Shift-Left IaC: Building a Tested Terraform Module Factory with MiniStack
At AS Inc Example we decided to use Terraform as our cloud provisioning tool after a long debate about using an alternative approach with a Kubernetes operator. Many of our engineers are already familiar with Terraform structure language and it usually is the balance point when you compare with other solutions like Pulumi and Crossplane. We do evaluate these tools, they are amazing, but using a standard tool like Terraform, or its open-source version OpenTofu, sounds like a straight forward path. In favor of Crossplane, we can highlight the same Kubernetes configuration language and a constant loop to detect and fix configuration drifts. However, it has the same Chicken and egg paradox issue as we discussed in our previous post: that we should have a Kubernetes cluster up and running to start deploying cloud infrastructure, but to have a Kubernetes cluster we need to implement it using code. We are convinced that we will return to it soon, as our company expands in the direction of multiple teams and microservices.
The Standard
To keep everything in the same pattern and easy to review, we decided to use internal terraform tools such as terraform fmt and terraform validate. The fmt command option formats the code and makes it easy to read. Besides, it can be used in the CI/CD workflow to verify after a commit. In contrast with validate which requires a pre-initialization using init is doable inside a CI/CD.
Another tool that we adopted to keep our higher standards was TFLint, and this is very common in many CI/CD workflows. It can validate our code and find missing good practices, for instance, a variable without a type. Our workflow.

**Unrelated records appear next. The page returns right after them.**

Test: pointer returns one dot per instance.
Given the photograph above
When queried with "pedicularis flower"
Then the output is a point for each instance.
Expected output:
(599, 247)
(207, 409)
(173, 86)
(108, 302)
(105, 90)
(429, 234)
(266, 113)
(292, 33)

We decided to have a central repository with all Terraform modules and we should version each module individually. Using modules makes it easy to reuse code, avoiding anyone to start from scratch on every new project and we can make sure that we can apply any security policies in bulk because we do have a central place to target. For instance, we should have a AWS S3 bucket module with public access disabled and it will guarantee that no new S3 will become public.
To test the code, we discussed internally the usage of frameworks like Terratest and builtin method with terraform test. Both methods have their own limitations and benefits, such as Terratest is a Go framework and we can have new engineers coming who are not comfortable with it and terraform test will not give the full capabilities that we can have with a real programming language. As of now, we decided to start with Terraform test and require at least one assertion to verify if our module is working properly.
The last, but not least standard, is to Keep It Simple Sir (KISS, and I just changed it here to make sure that you notice), because we should not have a full blend of options for a simple module to be maintained by us. If we require a full optionally module it is probably better to use an open community one instead.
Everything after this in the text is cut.